Imaging Approaches

Renal Mass Evaluation

CT : Although rapid improvements in scanner technology have resulted in dramatic increases in spatial and temporal resolution, the imaging marker for potential neoplasia (enhancement of soft tissue components of renal masses after contrast administration) has not changed over several generations of CT scanners. Typical renal mass protocols consist of NECT of the kidneys followed by contrast-enhanced images obtained during nephrographic and excretory phases (roughly defined as 85-120 seconds and 3-5 minutes, respectively, postcontrast injection). Corticomedullary-phase images (25-70 seconds post contrast) may also be obtained, though small, central, endophytic tumors may not be perceived given the lack of medullary enhancement during this phase. An increase in soft tissue attenuation of soft tissue components postcontrast administration of > 10-20 Hounsfield units (HU) is classically considered to be indicative of true enhancement, though "pseudoenhancement" of small lesions may result in false-positive examinations, and slowly enhancing lesions (e.g., papillary carcinomas) may be missed if delayed images are not acquired. Despite these caveats, if such a protocol is employed, most renal masses can be accurately characterized as potential surgical lesions (i.e., enhancing: Benign/malignant neoplasia) or leave-alone entities (either fat-containing angiomyolipomas or simple-/high-attenuation cysts). Assessment of cyst complexity at CT, utilizing features described by Bosniak a generation ago, also aids in the triage of this particularly problematic category of renal masses. Suffice to say that increasing levels of complexity (septa thickness, wall/nodularity enhancement, and calcification) increase the likelihood of malignancy.

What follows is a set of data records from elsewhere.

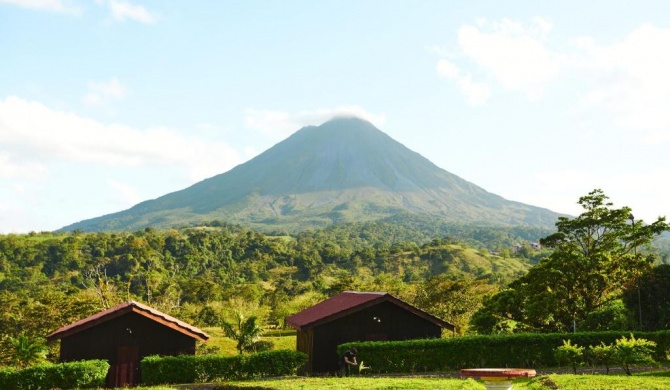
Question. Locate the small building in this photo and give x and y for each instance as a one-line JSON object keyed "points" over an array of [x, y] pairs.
{"points": [[358, 316], [123, 335]]}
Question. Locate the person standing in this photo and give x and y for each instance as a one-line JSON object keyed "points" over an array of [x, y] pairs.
{"points": [[347, 360]]}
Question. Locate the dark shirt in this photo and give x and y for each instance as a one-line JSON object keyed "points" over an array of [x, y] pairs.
{"points": [[348, 355]]}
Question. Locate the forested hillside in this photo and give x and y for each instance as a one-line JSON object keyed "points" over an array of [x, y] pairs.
{"points": [[204, 274]]}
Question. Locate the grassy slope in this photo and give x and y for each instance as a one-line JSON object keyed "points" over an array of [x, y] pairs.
{"points": [[647, 381]]}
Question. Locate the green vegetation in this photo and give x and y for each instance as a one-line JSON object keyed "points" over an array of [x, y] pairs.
{"points": [[595, 258], [570, 353], [247, 333], [87, 374], [200, 369], [204, 275]]}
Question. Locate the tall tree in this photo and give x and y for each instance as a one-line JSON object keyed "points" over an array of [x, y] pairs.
{"points": [[246, 332], [595, 255], [27, 350]]}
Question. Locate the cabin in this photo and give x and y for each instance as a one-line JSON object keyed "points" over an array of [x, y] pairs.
{"points": [[358, 316], [123, 335]]}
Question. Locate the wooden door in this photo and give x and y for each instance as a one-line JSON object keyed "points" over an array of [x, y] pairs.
{"points": [[127, 366]]}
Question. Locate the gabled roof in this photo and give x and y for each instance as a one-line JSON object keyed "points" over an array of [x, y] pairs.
{"points": [[349, 302], [125, 308]]}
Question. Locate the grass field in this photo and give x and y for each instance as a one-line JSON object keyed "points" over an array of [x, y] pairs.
{"points": [[282, 339], [645, 381]]}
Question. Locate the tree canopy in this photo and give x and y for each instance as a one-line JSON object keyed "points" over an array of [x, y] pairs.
{"points": [[595, 256]]}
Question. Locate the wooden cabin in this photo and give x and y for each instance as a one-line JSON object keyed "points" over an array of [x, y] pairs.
{"points": [[123, 335], [358, 316]]}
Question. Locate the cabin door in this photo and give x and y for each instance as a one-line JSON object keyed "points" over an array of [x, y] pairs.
{"points": [[127, 365]]}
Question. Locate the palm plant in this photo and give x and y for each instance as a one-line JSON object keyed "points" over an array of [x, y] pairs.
{"points": [[247, 332], [27, 350]]}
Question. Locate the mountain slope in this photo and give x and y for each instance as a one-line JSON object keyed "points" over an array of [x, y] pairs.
{"points": [[342, 171]]}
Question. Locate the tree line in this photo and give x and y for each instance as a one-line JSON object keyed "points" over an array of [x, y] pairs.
{"points": [[596, 271]]}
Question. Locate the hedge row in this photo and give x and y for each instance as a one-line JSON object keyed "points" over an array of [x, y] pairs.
{"points": [[516, 350], [75, 375], [206, 368]]}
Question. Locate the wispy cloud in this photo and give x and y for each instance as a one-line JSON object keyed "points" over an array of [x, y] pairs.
{"points": [[123, 10], [102, 92], [510, 53], [44, 136], [11, 168], [626, 82], [632, 82], [45, 5], [476, 93], [278, 124]]}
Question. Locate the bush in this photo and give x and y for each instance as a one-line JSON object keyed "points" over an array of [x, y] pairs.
{"points": [[603, 354], [514, 350], [570, 353], [207, 368], [633, 351], [84, 374]]}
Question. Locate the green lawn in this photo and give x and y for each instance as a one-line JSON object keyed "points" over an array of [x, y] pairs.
{"points": [[646, 381], [282, 339]]}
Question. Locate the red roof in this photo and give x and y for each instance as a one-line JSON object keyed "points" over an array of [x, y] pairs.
{"points": [[349, 302], [124, 308]]}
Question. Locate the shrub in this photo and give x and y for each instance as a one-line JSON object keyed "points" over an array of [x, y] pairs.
{"points": [[603, 353], [513, 350], [207, 368], [84, 374], [570, 353], [633, 351]]}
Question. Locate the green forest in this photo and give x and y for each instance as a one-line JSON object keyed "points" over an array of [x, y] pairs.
{"points": [[481, 279]]}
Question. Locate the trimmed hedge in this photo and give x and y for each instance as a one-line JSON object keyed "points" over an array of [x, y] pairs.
{"points": [[74, 375], [158, 370], [515, 350]]}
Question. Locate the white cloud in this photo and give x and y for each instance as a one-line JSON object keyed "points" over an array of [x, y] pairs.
{"points": [[476, 93], [278, 124], [45, 5], [512, 53], [45, 136], [126, 193], [626, 82], [632, 79], [560, 190], [122, 10], [102, 92], [14, 169]]}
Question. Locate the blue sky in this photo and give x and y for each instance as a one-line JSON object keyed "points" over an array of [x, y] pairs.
{"points": [[106, 103]]}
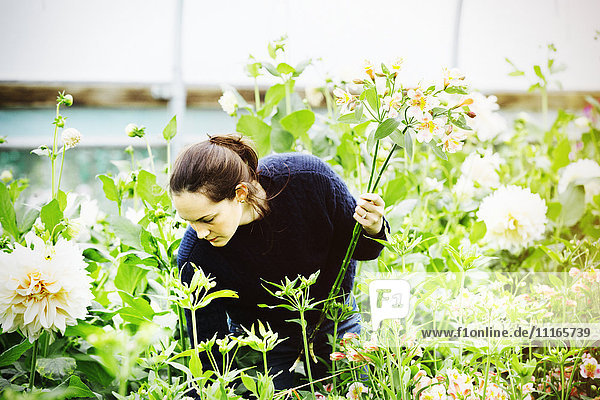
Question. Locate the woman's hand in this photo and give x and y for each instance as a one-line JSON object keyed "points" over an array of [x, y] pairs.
{"points": [[369, 213]]}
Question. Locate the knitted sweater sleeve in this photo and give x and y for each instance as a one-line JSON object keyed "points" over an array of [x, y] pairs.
{"points": [[209, 320], [345, 204]]}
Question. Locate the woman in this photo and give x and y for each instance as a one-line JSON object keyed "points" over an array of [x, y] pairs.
{"points": [[254, 222]]}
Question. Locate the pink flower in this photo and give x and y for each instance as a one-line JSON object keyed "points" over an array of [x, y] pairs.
{"points": [[574, 272], [589, 368], [370, 346], [355, 390]]}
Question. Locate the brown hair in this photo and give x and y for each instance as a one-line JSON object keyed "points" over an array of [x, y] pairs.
{"points": [[215, 167]]}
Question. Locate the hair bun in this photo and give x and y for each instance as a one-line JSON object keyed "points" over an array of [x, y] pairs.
{"points": [[242, 146]]}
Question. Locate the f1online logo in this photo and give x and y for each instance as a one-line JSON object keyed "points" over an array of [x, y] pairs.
{"points": [[389, 298]]}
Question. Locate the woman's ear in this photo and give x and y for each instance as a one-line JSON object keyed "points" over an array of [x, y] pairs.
{"points": [[241, 192]]}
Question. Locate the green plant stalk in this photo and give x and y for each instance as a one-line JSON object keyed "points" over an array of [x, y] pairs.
{"points": [[62, 162], [288, 104], [306, 351], [33, 365], [168, 157], [53, 155], [354, 241], [256, 94], [150, 155]]}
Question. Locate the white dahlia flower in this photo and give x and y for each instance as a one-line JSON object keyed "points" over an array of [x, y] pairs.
{"points": [[229, 102], [481, 168], [70, 137], [44, 288], [514, 217], [585, 172]]}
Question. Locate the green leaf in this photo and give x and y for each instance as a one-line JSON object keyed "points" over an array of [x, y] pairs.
{"points": [[560, 154], [460, 122], [14, 353], [554, 210], [478, 230], [56, 368], [538, 72], [298, 123], [273, 96], [371, 97], [171, 129], [301, 66], [28, 219], [129, 274], [149, 191], [8, 219], [78, 389], [195, 365], [281, 140], [573, 204], [271, 68], [51, 215], [395, 190], [386, 128], [249, 383], [456, 90], [438, 151], [256, 129], [110, 189], [284, 68], [126, 231]]}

Optimized protocols should utilize the advantages of multidetector technology. Thin (.625- to 1.250-mm) source images are acquired and thicker (e.g., 2.5-mm) axial coronal images are reconstructed. Such protocols allow for diagnostic coronal reconstructed image sets with isotropic or near isotropic resolution; these are particularly helpful for staging of renal cell carcinoma. The potential utility of dual energy for the characterization of renal masses is a topic of current intense investigation. These platforms may permit assessment of enhancement by calculating iodine concentration in the mass, though criteria for meaningful changes have not been universally accepted. The reproducibility of postprocessed HU calculations will also need to be validated.

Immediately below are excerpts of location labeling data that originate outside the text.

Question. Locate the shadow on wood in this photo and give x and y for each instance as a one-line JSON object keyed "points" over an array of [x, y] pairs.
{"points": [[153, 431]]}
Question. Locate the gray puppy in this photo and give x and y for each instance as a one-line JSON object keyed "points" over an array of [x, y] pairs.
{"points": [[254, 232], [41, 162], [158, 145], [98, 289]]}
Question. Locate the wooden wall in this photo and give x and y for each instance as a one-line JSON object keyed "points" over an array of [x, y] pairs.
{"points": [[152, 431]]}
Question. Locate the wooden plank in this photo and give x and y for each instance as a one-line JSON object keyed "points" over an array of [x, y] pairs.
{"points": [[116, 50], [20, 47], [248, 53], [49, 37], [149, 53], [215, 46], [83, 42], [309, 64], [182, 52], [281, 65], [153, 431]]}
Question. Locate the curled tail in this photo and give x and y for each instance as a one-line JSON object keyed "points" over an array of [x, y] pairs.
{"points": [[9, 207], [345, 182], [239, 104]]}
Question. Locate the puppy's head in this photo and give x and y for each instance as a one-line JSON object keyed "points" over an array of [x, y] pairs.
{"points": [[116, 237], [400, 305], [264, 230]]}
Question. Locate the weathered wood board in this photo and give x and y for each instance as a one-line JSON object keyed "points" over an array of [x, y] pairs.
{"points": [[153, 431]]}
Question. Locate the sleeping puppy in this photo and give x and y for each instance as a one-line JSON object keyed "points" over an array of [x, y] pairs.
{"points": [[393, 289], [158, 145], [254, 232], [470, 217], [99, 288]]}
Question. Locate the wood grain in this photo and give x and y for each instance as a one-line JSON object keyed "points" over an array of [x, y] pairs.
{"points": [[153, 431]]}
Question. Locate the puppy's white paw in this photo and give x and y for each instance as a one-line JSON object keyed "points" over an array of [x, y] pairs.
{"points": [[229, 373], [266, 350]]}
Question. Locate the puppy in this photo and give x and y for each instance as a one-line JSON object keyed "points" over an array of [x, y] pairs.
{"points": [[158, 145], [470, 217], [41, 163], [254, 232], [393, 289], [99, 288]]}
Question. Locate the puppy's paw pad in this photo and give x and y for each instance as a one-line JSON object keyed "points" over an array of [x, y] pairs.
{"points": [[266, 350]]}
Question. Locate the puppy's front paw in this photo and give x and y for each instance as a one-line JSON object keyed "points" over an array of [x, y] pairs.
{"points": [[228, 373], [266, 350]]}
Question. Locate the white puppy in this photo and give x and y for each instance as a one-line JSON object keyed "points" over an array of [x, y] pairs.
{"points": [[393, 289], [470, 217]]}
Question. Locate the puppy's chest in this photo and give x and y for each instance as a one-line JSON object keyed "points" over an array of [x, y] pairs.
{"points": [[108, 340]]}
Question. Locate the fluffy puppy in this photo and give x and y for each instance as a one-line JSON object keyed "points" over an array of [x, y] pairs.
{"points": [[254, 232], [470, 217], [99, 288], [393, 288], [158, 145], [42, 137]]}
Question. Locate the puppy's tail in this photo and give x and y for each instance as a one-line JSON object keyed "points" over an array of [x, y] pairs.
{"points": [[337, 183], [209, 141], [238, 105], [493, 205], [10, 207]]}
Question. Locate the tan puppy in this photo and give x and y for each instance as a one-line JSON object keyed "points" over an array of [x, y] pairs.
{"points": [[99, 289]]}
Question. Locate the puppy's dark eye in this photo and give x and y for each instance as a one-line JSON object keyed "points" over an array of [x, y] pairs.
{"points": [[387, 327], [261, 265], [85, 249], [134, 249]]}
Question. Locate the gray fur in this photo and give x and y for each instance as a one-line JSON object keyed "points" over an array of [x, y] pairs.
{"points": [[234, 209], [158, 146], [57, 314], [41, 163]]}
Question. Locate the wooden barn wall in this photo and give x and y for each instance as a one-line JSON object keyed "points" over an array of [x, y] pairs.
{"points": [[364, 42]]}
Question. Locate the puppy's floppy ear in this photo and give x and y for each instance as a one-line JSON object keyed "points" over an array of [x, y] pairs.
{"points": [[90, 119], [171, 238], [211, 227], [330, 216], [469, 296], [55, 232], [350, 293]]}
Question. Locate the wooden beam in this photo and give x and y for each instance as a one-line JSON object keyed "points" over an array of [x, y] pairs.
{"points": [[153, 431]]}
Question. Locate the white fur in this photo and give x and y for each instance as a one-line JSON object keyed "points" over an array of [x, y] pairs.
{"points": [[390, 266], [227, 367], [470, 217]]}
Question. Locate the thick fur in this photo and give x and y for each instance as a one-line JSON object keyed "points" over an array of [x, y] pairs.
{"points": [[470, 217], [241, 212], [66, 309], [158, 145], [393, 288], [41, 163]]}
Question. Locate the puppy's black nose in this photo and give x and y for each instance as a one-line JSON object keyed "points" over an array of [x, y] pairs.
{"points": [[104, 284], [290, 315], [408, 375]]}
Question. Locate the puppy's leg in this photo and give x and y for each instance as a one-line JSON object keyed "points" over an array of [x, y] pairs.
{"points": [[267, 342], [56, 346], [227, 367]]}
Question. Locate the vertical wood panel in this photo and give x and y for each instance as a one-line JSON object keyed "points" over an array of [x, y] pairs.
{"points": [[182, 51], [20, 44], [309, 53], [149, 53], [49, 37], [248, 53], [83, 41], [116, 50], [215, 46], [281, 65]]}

MR : Lesion enhancement is the feature that is also primarily assessed with tailored renal MR protocols. MR offers several unique advantages: Numerous fat-saturation T1-weighted dynamic enhanced phases can be obtained directly in a coronal plane, and dedicated Gadolinium (Gd)-enhanced delayed coronal imaging is the standard of care for identification and characterization of renal vein-caval thrombus. Chemical shift imaging and frequency selective fat-saturation technique may be utilized to identify the fat that is characteristic of angiomyelolipomas. Assessment of T2 and T1 signal intensity improves diagnostic accuracy: Enhancing T2-hyperintense lesions are likely renal cell carcinomas, whereas enhancing T2-hypointense lesions are typically either nonfat-containing acute myeloid leukemias or papillary renal cell carcinoma. Diffusion-weighted imaging assessment may also be employed, though the apparent diffusion coefficient value overlap between benign and malignant renal lesions has limited the utility of this technique. A final caveat regarding MR assessment of renal masses is that Gd enhancement of renal masses on MR remains a largely qualitative biomarker of neoplasia (though one that is better assessed by evaluating subtracted images).

Ultrasound : Despite marked improvements in ultrasound platforms over the past 40 years, the role of ultrasound in the renal mass imaging algorithm has not changed: Ultrasound is typically performed to determine if a lesion is cystic or solid. Technique should be optimized: Compound and harmonic imaging should be routinely employed to reduce artifacts and to obtain sufficient penetration. Color Doppler may be utilized to help identify pseudolesions (e.g., column of Bertin, renal scars) and, rarely, to identify flow within solid or complex cystic masses. Microbubble contrast agents have been employed in several centers to increase the accuracy of ultrasound assessment of renal masses: Unlike CT and MR, enhancement of masses may be observed at continuous real-time examination using low mechanical index protocols, although standards for enhancement are not uniform, and FDA approval for this indication is still forthcoming.